Trust - The Second Principle of High Performing Teams

December 19, 2017

 

Trust lies at the heart of relationships and collaboration on a high performing team. Whether we’re looking at relationships between individual team members or among the full team, trust is a measure of the quality of those relationships. At Team Trek we believe trust, along with 100% Responsibility and communication, are acquirable traits, interrelated, and the foundational principles on a high performing team. All other team principles build on these three. And, while we discuss them as team principles, they are each acted on and implemented by individuals on the team. It is the process of being trustworthy and trusting others that defines who we are as a team.

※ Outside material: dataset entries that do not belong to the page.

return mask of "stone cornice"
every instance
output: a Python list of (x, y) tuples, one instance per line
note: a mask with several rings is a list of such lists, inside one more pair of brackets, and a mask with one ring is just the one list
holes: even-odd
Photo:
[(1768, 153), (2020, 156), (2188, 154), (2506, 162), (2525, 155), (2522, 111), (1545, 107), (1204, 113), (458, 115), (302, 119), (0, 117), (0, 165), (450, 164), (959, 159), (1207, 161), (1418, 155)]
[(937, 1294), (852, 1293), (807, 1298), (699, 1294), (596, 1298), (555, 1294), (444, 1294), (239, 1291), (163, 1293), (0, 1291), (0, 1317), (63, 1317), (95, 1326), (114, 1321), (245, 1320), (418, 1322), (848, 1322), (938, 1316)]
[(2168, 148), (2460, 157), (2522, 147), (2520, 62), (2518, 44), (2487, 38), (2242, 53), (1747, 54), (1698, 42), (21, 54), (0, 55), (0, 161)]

Individual team members are considered trustworthy when we are confident they do what they say they will do…when they say they will do it. Team members run into trouble and are considered untrustworthy when they don’t do something they say they will do, or when they do something they didn’t announce ahead of time. We regard individual team members as trustworthy when they consistently demonstrate certain character traits. Individuals are considered trustworthy when:
 

  • they are caring and influence the hearts of others

  • they are candid and speak honestly about themselves and others

  • they communicate in a clear, non-fuzzy manner without hording information

  • they are competent and can be counted on to take appropriate action

  • they influence others without attempting to control them

 

We’re not talking about low-level trust – “I trust you to do what I tell you to do.” We’re encouraging high-level trust – “I trust you to make decisions because we share a common purpose or goal.” When there is a climate of high-level trust on a team, relationships are always stronger. People are encouraged to give more of themselves, are more engaged with the work of the team, and are more loyal. Naturally, this leads to increased productivity and a greater sense of personal fulfillment.

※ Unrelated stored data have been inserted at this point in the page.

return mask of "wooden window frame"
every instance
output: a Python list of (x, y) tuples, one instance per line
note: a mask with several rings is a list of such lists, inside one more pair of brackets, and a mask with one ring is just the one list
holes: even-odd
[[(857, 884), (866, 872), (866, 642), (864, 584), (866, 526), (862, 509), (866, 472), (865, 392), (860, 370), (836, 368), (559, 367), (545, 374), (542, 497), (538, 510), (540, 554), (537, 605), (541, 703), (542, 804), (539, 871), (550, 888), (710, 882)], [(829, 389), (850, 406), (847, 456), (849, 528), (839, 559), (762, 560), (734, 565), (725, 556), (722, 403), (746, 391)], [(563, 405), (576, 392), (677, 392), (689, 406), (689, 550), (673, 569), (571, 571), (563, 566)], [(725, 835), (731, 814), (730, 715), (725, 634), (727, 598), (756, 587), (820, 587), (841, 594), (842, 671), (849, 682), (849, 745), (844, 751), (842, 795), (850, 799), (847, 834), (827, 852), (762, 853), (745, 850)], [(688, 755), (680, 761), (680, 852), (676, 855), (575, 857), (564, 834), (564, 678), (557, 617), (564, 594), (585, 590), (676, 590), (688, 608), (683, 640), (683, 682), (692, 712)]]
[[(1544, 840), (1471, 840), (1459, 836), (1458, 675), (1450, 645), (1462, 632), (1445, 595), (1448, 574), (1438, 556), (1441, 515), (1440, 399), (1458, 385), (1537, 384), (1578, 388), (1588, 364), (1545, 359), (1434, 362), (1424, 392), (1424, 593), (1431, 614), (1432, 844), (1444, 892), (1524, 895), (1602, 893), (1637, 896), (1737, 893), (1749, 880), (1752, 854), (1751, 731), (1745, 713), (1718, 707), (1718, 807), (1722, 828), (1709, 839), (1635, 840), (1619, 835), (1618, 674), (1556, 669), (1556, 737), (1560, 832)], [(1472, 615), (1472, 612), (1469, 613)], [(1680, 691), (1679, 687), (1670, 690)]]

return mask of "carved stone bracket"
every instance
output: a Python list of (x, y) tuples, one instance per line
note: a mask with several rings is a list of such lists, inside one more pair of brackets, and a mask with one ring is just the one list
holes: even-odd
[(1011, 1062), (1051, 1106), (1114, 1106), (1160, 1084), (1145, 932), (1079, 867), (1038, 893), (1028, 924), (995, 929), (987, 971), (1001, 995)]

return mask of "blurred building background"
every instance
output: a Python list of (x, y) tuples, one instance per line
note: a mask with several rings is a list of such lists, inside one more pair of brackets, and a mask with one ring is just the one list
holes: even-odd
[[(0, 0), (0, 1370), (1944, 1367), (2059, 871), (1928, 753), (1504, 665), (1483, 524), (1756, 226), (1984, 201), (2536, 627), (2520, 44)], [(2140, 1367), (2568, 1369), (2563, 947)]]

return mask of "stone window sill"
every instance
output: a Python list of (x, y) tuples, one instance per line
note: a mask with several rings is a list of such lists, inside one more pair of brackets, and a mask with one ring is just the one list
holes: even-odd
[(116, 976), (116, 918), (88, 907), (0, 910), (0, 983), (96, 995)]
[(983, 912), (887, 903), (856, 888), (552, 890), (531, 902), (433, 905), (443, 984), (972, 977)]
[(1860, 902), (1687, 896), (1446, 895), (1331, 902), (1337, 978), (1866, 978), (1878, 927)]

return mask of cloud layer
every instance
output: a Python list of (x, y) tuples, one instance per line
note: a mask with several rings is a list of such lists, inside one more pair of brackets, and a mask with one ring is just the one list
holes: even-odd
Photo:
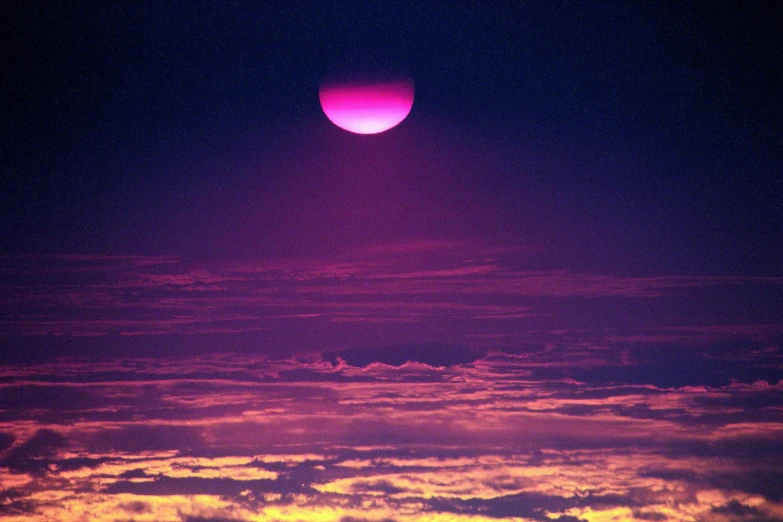
[(8, 520), (783, 520), (783, 280), (2, 260)]
[(330, 260), (6, 257), (0, 335), (9, 362), (199, 347), (293, 354), (426, 343), (478, 351), (780, 346), (781, 278), (631, 277), (527, 263), (524, 248), (442, 241)]
[(783, 385), (534, 373), (502, 354), (6, 366), (2, 515), (783, 520)]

If being trustworthy is one side of the coin, trusting others is the other side of that same coin. It’s a simple concept: When people demonstrate they don’t trust us, we reciprocate – we don’t trust them either. It follows that if team members are unable to trust one another, the team will not be a high performing team. When trust is lacking, team members try to do all the work themselves or they try to supervise other team members so closely they become controlling. High controlling behavior always sends a message, “I don’t trust you.”


Our clients frequently ask, “How do we get more buy-in, commitment, and discretionary effort from our employees?” The answer to this question is demonstrated through a number of simulations we conduct at Team Trek’s Learning Center. People will become actively engaged and committed to team goals when they feel included in the process and are trusted to do their jobs.

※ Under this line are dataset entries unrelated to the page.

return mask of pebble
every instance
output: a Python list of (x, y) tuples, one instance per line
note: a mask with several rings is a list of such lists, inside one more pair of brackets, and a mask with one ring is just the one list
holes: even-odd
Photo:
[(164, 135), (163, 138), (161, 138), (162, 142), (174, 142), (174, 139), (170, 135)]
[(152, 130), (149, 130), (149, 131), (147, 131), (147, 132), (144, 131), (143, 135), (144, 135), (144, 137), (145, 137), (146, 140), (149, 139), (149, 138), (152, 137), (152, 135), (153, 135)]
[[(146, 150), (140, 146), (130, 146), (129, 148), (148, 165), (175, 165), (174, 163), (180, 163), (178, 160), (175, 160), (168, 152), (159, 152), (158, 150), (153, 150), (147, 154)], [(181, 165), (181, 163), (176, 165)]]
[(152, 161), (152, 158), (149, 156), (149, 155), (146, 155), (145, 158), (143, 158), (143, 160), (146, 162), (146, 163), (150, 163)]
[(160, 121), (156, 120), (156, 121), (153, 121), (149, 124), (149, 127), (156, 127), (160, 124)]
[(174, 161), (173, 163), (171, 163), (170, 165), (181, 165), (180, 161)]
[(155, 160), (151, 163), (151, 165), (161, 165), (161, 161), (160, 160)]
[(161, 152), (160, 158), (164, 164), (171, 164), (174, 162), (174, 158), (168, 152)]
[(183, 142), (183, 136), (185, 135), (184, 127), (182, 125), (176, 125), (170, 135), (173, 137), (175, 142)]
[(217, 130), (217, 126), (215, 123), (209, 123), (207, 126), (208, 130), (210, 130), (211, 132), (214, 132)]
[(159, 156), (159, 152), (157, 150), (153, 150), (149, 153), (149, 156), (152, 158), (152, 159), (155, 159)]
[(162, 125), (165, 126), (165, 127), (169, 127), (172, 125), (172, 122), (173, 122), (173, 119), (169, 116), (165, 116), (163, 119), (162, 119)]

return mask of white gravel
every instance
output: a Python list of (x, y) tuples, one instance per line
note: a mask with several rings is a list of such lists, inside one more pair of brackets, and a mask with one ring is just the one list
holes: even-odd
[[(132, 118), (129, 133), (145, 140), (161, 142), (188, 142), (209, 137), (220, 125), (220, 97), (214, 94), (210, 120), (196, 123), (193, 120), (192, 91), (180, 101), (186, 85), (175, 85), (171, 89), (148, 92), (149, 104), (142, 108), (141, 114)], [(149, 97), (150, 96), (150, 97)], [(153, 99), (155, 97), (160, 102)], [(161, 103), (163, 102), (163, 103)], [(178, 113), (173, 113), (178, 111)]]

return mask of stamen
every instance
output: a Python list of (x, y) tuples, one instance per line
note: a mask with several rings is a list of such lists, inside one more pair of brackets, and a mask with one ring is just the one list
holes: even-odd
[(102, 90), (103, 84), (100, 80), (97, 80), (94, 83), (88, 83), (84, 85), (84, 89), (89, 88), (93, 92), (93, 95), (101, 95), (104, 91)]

How does this transfer back to the workplace? The formula for trusting others is simple:

 

  • Start with trustworthy people

  • Communicate clear expectations

  • Allow people to participate in the process

  • Train people and provide necessary resources

  • Let go…and trust them to do the job

  • Coach if failures occur

  • Encourage them to try again


What is the connection between trust and leadership? The answer is simple: Exemplary leaders are trustworthy themselves and set high expectations others are trustworthy too. These “perfect” leaders know the trusting others formula; they are able to let go and trust others to do their job.